We must ask ourselves, “Do I have personal biases or stereotypes for others?” The answer is most likely yes since implicit biases are in all of us. 

Congregational leadership should all go through the process of becoming self-aware to better serve congregants from different cultures. 

We must also be knowledgeable and willing to learn about different cultures. If there are church members who speak different languages, it is important to have printed materials available in their heart language. 

Churches should learn about the traditions and norms and celebrate the different cultural holidays of those within their congregations. For example, I attended an event hosted by a church highlighting Christmas celebrations across the world. 

The sanctuary was turned into a world marketplace where different booths represented different nations. The main stage held various performances, ranging from Native American dancing to singing Los Santos Reyes, a Mexican posada.

There are always opportunities for congregations to learn about different cultures and identify ways to celebrate them. As believers, we are reminded of this in the book of Acts. 

The early church was relational. Members were a part of each other’s lives in different ways. They prayed for and taught one another. They worshipped and broke bread together. 
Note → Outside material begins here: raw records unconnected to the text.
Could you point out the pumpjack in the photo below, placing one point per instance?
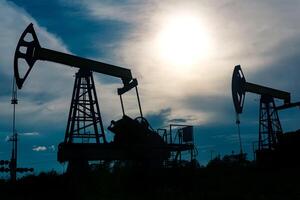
(274, 146)
(85, 138)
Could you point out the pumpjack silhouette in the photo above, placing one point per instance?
(85, 137)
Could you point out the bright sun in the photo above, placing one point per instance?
(183, 41)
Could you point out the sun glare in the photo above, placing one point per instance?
(183, 40)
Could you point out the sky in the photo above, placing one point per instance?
(182, 53)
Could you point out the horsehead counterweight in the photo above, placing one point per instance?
(35, 52)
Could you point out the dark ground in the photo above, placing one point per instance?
(215, 182)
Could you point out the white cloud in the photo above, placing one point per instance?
(39, 148)
(30, 134)
(251, 33)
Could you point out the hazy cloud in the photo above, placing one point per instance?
(39, 148)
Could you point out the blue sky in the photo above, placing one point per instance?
(261, 36)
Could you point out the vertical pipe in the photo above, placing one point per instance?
(138, 97)
(122, 105)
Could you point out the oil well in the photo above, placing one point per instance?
(85, 138)
(275, 148)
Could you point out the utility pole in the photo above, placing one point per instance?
(14, 138)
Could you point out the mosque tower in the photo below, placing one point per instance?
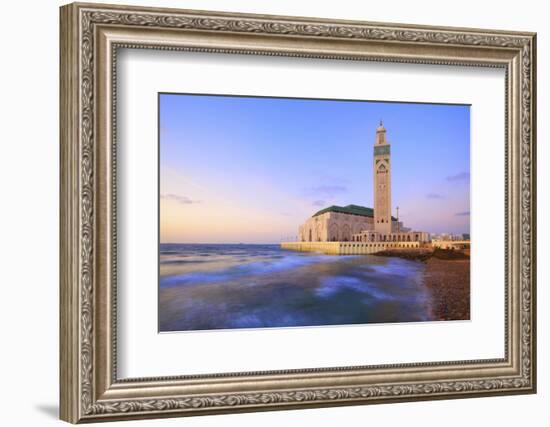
(382, 182)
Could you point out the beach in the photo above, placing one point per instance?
(447, 276)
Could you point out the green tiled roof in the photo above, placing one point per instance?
(351, 210)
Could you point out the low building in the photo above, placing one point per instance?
(354, 223)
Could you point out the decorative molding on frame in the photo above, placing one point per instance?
(86, 18)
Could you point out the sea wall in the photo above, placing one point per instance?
(346, 248)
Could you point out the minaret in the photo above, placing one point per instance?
(382, 182)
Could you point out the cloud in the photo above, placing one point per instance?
(462, 176)
(184, 200)
(327, 190)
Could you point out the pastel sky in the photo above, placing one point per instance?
(251, 170)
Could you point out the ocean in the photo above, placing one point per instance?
(229, 286)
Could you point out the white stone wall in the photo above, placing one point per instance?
(333, 226)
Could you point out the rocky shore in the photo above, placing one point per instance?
(447, 276)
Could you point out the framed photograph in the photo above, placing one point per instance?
(265, 212)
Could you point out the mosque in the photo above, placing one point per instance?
(353, 223)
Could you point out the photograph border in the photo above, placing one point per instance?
(90, 36)
(160, 93)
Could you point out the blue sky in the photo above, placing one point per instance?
(251, 170)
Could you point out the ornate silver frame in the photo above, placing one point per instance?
(90, 36)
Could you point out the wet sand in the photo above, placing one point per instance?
(447, 276)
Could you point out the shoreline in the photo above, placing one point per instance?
(447, 276)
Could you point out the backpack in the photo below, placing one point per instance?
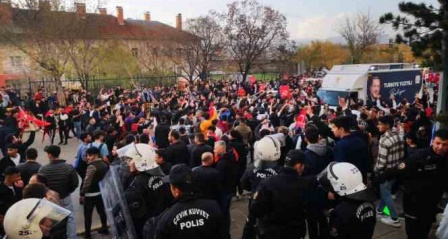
(316, 163)
(99, 148)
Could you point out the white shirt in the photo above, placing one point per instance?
(16, 160)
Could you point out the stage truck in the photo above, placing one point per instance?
(370, 82)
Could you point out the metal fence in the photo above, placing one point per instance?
(94, 85)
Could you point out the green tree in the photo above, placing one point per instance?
(251, 29)
(361, 32)
(319, 54)
(425, 29)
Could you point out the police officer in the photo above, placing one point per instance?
(191, 216)
(278, 203)
(147, 195)
(267, 152)
(425, 177)
(354, 216)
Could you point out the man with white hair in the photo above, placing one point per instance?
(148, 195)
(208, 179)
(266, 153)
(227, 167)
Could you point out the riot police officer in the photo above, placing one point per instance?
(191, 216)
(279, 203)
(354, 216)
(267, 152)
(424, 178)
(147, 195)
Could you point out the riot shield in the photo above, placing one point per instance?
(116, 207)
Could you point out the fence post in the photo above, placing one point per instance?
(29, 86)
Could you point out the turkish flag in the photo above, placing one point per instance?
(23, 116)
(252, 79)
(285, 92)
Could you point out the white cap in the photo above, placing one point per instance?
(267, 149)
(27, 218)
(144, 157)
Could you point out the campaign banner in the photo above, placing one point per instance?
(399, 84)
(116, 207)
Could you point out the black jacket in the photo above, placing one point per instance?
(23, 146)
(197, 152)
(353, 219)
(252, 177)
(95, 172)
(177, 153)
(8, 198)
(424, 177)
(27, 170)
(161, 133)
(5, 162)
(279, 205)
(156, 193)
(191, 217)
(208, 181)
(228, 169)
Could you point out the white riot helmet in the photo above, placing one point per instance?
(267, 149)
(32, 218)
(345, 179)
(144, 157)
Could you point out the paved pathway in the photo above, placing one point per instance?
(238, 209)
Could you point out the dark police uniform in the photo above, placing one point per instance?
(250, 181)
(279, 205)
(147, 196)
(191, 217)
(425, 178)
(352, 219)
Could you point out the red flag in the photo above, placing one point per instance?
(241, 92)
(25, 117)
(285, 92)
(252, 79)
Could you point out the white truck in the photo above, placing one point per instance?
(369, 82)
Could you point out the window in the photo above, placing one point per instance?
(135, 52)
(16, 61)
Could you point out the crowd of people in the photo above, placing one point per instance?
(184, 152)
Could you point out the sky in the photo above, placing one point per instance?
(307, 19)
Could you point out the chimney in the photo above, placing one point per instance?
(179, 22)
(44, 5)
(5, 12)
(102, 10)
(147, 16)
(81, 10)
(120, 16)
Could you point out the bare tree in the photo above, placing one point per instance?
(284, 56)
(211, 39)
(41, 29)
(360, 32)
(151, 57)
(251, 29)
(185, 53)
(85, 46)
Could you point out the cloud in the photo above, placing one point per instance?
(319, 27)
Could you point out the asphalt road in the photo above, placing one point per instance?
(238, 208)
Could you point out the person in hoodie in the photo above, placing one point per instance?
(354, 216)
(266, 154)
(350, 148)
(147, 195)
(21, 145)
(236, 142)
(279, 202)
(317, 158)
(225, 163)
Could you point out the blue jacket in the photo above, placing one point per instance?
(353, 149)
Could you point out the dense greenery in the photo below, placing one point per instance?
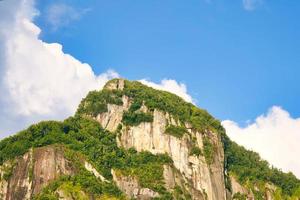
(96, 102)
(97, 145)
(85, 136)
(250, 168)
(177, 131)
(82, 185)
(196, 151)
(208, 150)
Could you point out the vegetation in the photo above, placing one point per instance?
(196, 151)
(249, 167)
(208, 150)
(85, 136)
(99, 146)
(177, 131)
(135, 118)
(164, 101)
(96, 102)
(82, 185)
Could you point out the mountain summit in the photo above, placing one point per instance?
(130, 141)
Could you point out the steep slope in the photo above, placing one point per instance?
(131, 141)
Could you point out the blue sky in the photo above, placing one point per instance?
(235, 62)
(238, 59)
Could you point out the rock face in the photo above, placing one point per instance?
(208, 179)
(29, 174)
(130, 186)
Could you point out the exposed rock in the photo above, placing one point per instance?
(130, 186)
(117, 84)
(208, 179)
(32, 172)
(113, 117)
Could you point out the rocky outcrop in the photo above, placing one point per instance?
(130, 186)
(32, 171)
(27, 175)
(237, 189)
(207, 178)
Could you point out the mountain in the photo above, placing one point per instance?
(130, 141)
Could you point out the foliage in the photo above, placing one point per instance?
(99, 146)
(196, 151)
(208, 150)
(239, 196)
(153, 99)
(248, 166)
(96, 102)
(177, 131)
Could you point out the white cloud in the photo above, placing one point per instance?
(251, 5)
(275, 136)
(60, 14)
(170, 86)
(38, 80)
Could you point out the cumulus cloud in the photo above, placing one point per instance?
(275, 136)
(60, 14)
(38, 80)
(170, 86)
(251, 5)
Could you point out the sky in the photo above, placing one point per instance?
(237, 59)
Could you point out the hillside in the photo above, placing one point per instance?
(130, 141)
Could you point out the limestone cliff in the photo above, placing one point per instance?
(130, 141)
(26, 176)
(199, 175)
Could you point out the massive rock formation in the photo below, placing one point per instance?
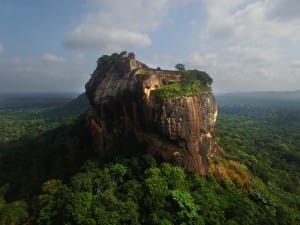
(129, 99)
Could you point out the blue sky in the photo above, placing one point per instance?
(245, 45)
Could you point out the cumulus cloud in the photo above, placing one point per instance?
(1, 48)
(79, 59)
(255, 42)
(51, 58)
(284, 10)
(115, 25)
(35, 75)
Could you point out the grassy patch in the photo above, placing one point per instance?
(143, 76)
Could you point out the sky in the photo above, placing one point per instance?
(245, 45)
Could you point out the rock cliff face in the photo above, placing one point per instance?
(123, 96)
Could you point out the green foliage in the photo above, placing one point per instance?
(182, 88)
(69, 186)
(113, 58)
(180, 67)
(205, 79)
(143, 76)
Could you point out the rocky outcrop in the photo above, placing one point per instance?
(124, 100)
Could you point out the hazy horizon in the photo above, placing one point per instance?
(245, 45)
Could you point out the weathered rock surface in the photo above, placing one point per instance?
(180, 128)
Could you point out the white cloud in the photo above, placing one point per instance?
(1, 48)
(255, 43)
(79, 59)
(35, 75)
(51, 58)
(200, 61)
(114, 25)
(295, 63)
(284, 10)
(254, 54)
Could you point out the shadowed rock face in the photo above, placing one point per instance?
(180, 128)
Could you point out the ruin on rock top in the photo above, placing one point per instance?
(168, 112)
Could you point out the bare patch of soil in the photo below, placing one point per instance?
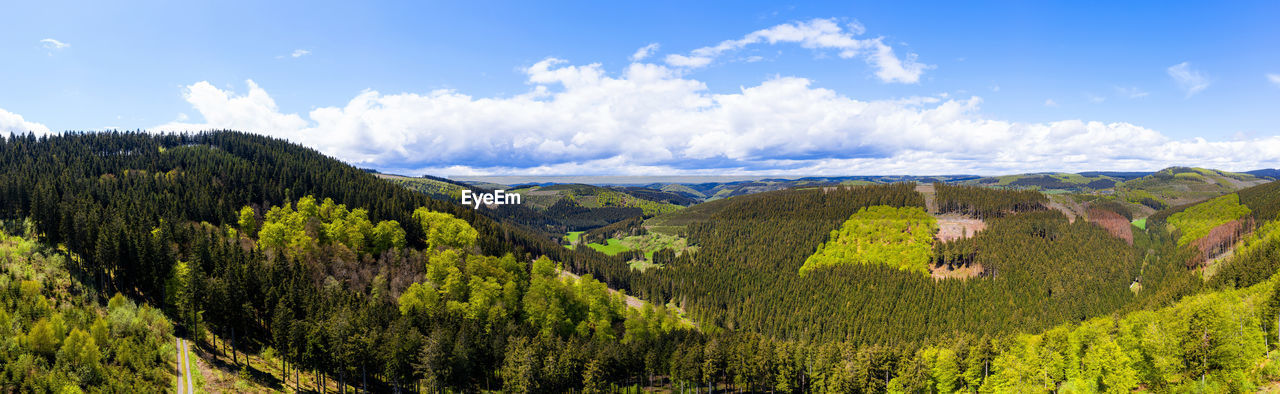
(954, 227)
(928, 192)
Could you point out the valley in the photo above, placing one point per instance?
(302, 273)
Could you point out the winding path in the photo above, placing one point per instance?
(184, 384)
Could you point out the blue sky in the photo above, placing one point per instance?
(451, 88)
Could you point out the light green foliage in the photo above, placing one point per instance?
(81, 357)
(899, 237)
(41, 338)
(1265, 237)
(443, 229)
(420, 299)
(247, 221)
(622, 200)
(78, 346)
(1215, 337)
(298, 229)
(1196, 221)
(179, 293)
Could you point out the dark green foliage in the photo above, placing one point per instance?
(987, 202)
(55, 338)
(1264, 200)
(1111, 205)
(624, 228)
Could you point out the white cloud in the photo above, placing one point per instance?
(14, 123)
(50, 44)
(1191, 81)
(252, 111)
(817, 35)
(644, 51)
(653, 119)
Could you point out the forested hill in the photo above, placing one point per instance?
(173, 219)
(364, 284)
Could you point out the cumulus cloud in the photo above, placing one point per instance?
(644, 51)
(1191, 81)
(14, 123)
(654, 119)
(817, 35)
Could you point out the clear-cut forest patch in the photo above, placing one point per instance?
(952, 227)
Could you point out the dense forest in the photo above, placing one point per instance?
(355, 279)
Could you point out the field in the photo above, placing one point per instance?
(612, 247)
(899, 237)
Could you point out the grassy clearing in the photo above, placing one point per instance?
(612, 247)
(899, 237)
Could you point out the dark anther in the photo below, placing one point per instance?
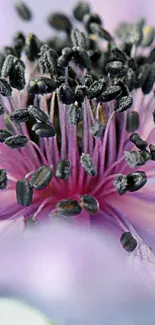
(133, 158)
(32, 47)
(24, 192)
(139, 143)
(97, 88)
(48, 59)
(89, 203)
(81, 9)
(81, 57)
(136, 180)
(114, 67)
(118, 55)
(110, 93)
(120, 183)
(124, 87)
(75, 114)
(66, 95)
(60, 21)
(38, 114)
(65, 58)
(79, 94)
(5, 89)
(1, 109)
(17, 75)
(23, 11)
(88, 19)
(126, 48)
(148, 36)
(88, 164)
(130, 79)
(16, 141)
(8, 65)
(4, 134)
(19, 42)
(20, 115)
(128, 242)
(142, 74)
(42, 85)
(3, 179)
(152, 151)
(44, 130)
(41, 178)
(69, 208)
(78, 38)
(149, 82)
(100, 31)
(87, 79)
(63, 169)
(132, 123)
(94, 55)
(123, 104)
(132, 64)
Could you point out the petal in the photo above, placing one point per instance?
(72, 274)
(138, 209)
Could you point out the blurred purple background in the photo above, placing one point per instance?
(112, 12)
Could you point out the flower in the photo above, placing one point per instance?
(69, 146)
(75, 275)
(128, 11)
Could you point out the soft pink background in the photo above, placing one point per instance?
(112, 12)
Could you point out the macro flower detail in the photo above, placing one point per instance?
(76, 126)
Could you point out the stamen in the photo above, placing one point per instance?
(1, 110)
(120, 184)
(63, 169)
(78, 38)
(75, 114)
(128, 242)
(20, 115)
(32, 47)
(148, 36)
(140, 144)
(123, 104)
(8, 65)
(38, 114)
(66, 95)
(24, 192)
(23, 11)
(41, 178)
(44, 130)
(16, 141)
(5, 89)
(3, 179)
(81, 57)
(110, 93)
(97, 88)
(69, 208)
(4, 134)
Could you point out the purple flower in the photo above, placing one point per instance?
(76, 129)
(76, 275)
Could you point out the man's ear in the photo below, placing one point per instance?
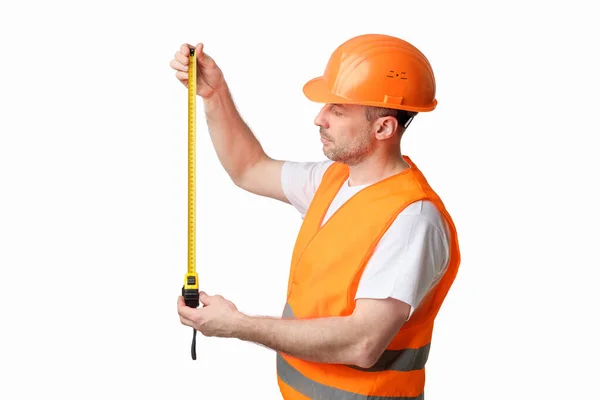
(385, 127)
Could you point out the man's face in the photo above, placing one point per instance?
(345, 133)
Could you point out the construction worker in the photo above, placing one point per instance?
(377, 250)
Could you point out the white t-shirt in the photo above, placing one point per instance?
(410, 258)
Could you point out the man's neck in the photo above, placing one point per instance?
(374, 169)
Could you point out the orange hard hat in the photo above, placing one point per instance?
(376, 70)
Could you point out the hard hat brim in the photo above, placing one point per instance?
(316, 90)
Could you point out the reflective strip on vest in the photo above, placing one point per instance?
(315, 390)
(390, 360)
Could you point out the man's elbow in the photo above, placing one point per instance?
(367, 353)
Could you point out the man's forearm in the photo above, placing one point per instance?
(236, 146)
(326, 340)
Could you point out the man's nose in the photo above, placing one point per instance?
(320, 119)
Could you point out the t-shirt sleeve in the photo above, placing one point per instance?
(407, 262)
(300, 180)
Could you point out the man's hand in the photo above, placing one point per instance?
(218, 317)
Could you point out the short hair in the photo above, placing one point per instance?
(403, 117)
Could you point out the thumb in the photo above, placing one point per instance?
(204, 298)
(202, 58)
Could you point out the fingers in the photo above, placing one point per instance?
(178, 66)
(204, 298)
(185, 49)
(203, 58)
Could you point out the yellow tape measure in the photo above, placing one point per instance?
(190, 283)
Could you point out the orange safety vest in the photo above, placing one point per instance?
(326, 267)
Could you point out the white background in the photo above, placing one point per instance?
(93, 191)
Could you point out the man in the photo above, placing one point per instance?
(377, 251)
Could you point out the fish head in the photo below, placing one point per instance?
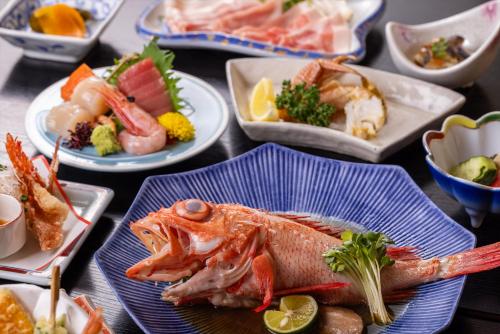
(192, 235)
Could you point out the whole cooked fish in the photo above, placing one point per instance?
(237, 256)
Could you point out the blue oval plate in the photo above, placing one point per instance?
(206, 109)
(366, 14)
(377, 197)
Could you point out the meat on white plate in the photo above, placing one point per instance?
(145, 84)
(321, 25)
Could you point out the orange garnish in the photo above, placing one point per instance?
(60, 19)
(81, 73)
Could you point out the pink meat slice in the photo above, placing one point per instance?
(301, 27)
(144, 83)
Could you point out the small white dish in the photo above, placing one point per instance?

We know we are disciples of Jesus by truly loving one another, even if we are from different cultures. It all comes down to approaching ministry from a place of cultural humility. 

Cultural humility, rather than cultural competency, is a lifelong process of self-reflection and self-critique where the individual not only learns about another’s culture but starts with an examination of their own beliefs and cultural identities. 

A multicultural congregation is not one that just has members from different backgrounds, checking all the “diversity” boxes. It is, instead, one that is intentional in getting to know the life experiences of others. 

It is a congregation willing to have difficult conversations about what racism looks like and how to combat it in the church. It is one that is willing to admit and remain aware of its own history of oppressive practices. 

A multicultural congregation is one that reflects God’s kingdom, one where people of different backgrounds, cultures, ethnicities and languages are loved, embraced, celebrated and accompanied. 

What a gentle yet powerful force that could be.